Almost There: Rachel Weisz in "The Deep Blue Sea”
Sunday, March 8, 2020 at 10:00AM
Cláudio Alves in Almost There, Best Actress, Birthday, Rachel Weisz, Terence Davies, The Deep Blue Sea

In honor of Rachel Weisz's 50th birthday this weekend, we’re revisiting The Deep Blue Sea with a bonus entry in the "Almost There" series. Here's Cláudio Alves...

To portray depression compellingly is a great challenge for any actor.  The danger in in authentic internalization is becoming a dull and an uninteresting subject for the camera, an unsolvable cipher. On the other hand, attempts at creating entertainment out of a depressed person is a good way to fall into the perilous pit of superficiality. Mental health issues are thus transformed into walls that block the audience's emotional investment or colorful quirks with no relation to reality. It's a difficult tight rope but some great thespians can walk it. More importantly, some can do it and make it look easy. 

Such is the case of Rachel Weisz who came close to a nomination for Best Actress in 2012 thanks to her virtuoso work in Terence Davies' sad song of love and postwar despondency, The Deep Blue Sea

Sometime around 1950, London is a smoky carcass trying to rise from the rubble of war and shared trauma. Its streets are peppered with buildings left to ruin and lonesome figures, wandering with empty eyes. One such person looks on from a window when we first meet her. She's Hester Collyer, the wife of an honorable judge. Recently, Hester has left her wealthy husband in pursuit of a doomed love affair with a younger man. She's a woman but she's also England, a metaphor for a postwar nation and its persistence in face of despair. She's a symbol but she's a person. Hester's also suicidal.

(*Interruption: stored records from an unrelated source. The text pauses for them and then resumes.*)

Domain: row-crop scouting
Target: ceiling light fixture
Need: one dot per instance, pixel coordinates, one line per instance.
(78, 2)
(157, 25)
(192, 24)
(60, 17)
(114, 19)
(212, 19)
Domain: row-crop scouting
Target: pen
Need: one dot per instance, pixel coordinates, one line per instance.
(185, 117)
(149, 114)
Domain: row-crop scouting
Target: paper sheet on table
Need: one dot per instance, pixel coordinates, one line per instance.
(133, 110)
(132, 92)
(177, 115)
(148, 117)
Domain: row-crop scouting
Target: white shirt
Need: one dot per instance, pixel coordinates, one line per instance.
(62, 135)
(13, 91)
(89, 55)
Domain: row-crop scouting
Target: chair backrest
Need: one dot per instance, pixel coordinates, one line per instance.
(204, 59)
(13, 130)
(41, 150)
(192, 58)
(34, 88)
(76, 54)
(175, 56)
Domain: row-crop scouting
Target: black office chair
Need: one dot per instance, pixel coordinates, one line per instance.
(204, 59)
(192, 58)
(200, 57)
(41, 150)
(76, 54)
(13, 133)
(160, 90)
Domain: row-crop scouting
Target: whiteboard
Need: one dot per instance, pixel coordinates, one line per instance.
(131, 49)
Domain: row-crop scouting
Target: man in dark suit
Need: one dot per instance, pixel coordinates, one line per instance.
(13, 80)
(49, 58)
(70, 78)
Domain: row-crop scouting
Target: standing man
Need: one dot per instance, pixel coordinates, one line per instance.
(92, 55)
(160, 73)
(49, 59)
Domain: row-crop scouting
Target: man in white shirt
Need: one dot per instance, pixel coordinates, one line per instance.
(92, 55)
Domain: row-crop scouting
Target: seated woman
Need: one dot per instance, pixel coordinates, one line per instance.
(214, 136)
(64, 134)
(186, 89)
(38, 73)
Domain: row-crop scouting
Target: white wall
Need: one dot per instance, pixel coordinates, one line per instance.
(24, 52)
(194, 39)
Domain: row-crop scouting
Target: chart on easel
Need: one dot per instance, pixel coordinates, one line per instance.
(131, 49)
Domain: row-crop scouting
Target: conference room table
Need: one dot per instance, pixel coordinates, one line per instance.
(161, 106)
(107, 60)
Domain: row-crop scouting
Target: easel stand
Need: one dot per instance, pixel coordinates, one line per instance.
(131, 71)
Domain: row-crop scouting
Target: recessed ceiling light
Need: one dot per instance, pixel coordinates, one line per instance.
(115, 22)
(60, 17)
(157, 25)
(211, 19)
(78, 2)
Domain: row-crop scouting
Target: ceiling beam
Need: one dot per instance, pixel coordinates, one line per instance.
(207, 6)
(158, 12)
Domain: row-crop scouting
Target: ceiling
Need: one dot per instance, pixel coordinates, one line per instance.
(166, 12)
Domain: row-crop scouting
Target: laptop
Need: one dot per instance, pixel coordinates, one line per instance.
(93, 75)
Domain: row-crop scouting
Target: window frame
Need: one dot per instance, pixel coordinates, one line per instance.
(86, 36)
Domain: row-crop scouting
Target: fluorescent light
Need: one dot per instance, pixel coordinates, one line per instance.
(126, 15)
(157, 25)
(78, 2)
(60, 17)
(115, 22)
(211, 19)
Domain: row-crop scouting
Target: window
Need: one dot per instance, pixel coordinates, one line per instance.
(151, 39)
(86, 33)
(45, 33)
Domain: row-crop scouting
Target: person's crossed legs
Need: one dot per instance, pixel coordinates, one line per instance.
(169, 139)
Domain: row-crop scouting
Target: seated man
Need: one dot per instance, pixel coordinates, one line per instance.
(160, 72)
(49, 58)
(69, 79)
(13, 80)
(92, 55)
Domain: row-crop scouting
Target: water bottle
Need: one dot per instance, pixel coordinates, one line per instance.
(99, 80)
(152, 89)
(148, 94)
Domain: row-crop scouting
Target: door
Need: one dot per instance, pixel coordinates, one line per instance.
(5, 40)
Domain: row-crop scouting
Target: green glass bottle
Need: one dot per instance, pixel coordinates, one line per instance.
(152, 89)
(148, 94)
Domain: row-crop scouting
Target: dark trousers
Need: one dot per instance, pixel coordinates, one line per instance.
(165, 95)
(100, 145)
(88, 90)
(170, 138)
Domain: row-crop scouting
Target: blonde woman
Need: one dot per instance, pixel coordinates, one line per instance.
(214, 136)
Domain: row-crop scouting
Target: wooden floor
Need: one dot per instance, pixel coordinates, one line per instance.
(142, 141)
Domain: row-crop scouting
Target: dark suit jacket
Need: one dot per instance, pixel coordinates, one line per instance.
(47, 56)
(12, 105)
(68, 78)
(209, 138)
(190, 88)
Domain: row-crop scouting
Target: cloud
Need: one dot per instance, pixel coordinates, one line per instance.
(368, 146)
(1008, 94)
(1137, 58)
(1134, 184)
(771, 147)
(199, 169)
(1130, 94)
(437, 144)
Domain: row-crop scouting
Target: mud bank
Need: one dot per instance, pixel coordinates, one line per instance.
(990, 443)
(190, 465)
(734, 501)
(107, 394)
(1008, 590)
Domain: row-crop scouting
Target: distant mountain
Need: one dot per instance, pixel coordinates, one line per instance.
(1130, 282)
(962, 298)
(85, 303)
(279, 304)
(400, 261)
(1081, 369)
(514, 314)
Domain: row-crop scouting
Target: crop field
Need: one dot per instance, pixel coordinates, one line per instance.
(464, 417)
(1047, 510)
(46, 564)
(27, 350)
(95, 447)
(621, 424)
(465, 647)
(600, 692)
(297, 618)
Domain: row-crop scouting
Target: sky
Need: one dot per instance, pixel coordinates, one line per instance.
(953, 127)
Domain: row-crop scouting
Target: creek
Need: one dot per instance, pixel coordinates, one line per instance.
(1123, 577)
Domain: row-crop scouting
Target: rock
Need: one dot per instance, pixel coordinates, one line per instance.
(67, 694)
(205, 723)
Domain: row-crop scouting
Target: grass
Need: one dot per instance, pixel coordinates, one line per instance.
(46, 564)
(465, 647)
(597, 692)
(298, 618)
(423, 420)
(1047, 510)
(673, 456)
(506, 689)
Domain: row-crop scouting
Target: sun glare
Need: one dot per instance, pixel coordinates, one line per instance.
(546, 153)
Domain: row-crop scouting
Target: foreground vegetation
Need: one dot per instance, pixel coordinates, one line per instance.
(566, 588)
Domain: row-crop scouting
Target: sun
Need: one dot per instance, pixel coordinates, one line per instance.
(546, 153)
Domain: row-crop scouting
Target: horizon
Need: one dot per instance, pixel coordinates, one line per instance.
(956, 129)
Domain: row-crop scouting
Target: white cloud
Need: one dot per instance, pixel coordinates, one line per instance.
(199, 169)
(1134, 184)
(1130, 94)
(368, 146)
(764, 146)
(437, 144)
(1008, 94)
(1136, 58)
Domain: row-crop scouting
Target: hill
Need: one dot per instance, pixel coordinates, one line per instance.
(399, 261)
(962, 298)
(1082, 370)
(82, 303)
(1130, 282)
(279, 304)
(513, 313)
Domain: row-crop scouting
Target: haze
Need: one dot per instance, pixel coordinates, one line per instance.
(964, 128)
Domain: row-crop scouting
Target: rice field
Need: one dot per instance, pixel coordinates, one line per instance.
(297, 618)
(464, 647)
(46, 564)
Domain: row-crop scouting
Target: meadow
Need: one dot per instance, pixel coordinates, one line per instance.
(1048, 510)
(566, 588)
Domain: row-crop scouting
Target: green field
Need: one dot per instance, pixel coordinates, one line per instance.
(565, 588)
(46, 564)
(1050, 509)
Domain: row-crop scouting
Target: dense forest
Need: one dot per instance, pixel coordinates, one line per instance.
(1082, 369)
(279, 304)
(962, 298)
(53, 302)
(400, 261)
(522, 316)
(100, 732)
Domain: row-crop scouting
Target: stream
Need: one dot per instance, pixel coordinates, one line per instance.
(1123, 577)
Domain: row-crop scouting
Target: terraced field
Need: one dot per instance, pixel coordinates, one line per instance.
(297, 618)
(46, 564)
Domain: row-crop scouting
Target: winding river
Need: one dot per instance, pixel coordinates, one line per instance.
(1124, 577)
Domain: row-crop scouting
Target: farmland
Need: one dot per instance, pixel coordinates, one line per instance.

Davies adapts the chronology of Terrence Rattigan's original play, conceiving something that's borderline impressionistic. We experience Hester's plight through memories, flashes of feeling and portentous omens, a linear story interrupted by the overflow of gloomy sentiment. It's a melodrama philtered through the perspective of a depressed person, saturated with smoke and hazy light, as anti-dramatic as it is poignant. In the middle of it all, Rachel Weisz must be a human anchor to the script's heavy themes and her director's bold stylizations. She must be woman and symbol, lovelorn heroine and a self-destructive creature. 

Weisz negotiates these different facets and never calls attention to her craft. From the moment we see her contemplate the street before attempting suicide, Hester is always an assured creation. If she's mysterious, it's because the film withholds from the viewer, preferring to immerse them in mood rather than bore them with blatant explanations. Still, even throughout its most oblique passages, Weisz never allows us to believe she's not in control of the characterization. Her Hester is a masterpiece of contained emotion, a psychological portrait painted with the faintest insinuation of an inner life rather than a thick brushstroke of drama.

We get to know her through the barely contained irritation when faced with her mother-in-law's passive-aggressive jabs, through a tentative lick of lustful skin and the brittle apathy of a discontent spouse. We know her through the smiles she seems to force when at the pub with her younger lover, eyes fleeting about as if trying to deduce what's an appropriate reaction to her surroundings. In that merry setting, she doesn't look like a happy woman. She looks like someone trying desperately to be happy, playing the part of a happy person and half-convincing herself along the way.

Similarly, her romance is tainted by the foul taste of self-delusion. Hester loves her beau, she wants him, but that want and affection are barely more than abstractions. Still, she needs those abstract notions to have purpose, to feel something, anything. When she realizes he doesn't love her back, at least not as compulsively as she loves him, the wallop of sentiment is painful to watch. Weisz doesn't emote, so much as lets emotion drain from her face, the light dying behind her eyes. She's so great that it's difficult to imagine this particular film working with anyone else in the role.

Other women have played Hester Collyer, including Vivien Leigh, but Terence Davies' version of The Deep Blue Sea feels incredibly specific to Rachel Weisz. The actress possesses both the discipline to deliver a masterclass on how to act out romantic depression, as well as the glamourous magnetism to make the subdued underplaying worth watching. Smoking alone in her flat, Weisz's Hester appears to be a diva of Old Hollywood transplanted into a half-remembered nightmare. She's a dream of glamour and a terror of postwar ennui. In many ways, she's the dark twisted twin to Celia Johnson's Laura Jesson from Brief Encounter.

However, while Johnson plays a woman searching for happiness, Weisz plays someone that seems incapable of recognizing happiness anymore. Joy is an impossibility for the discontent wife, a distant thing that's so unreachable one doesn't even have the energy to try and reach. Drowning, she struggles to breathe but never attempts to get off the water. She poured all that was left of hope into someone who didn't deserve it and now she's empty. Still, like England after the war, she perseveres and, amid all the horror, there's beauty to be found in that unshakeable quality.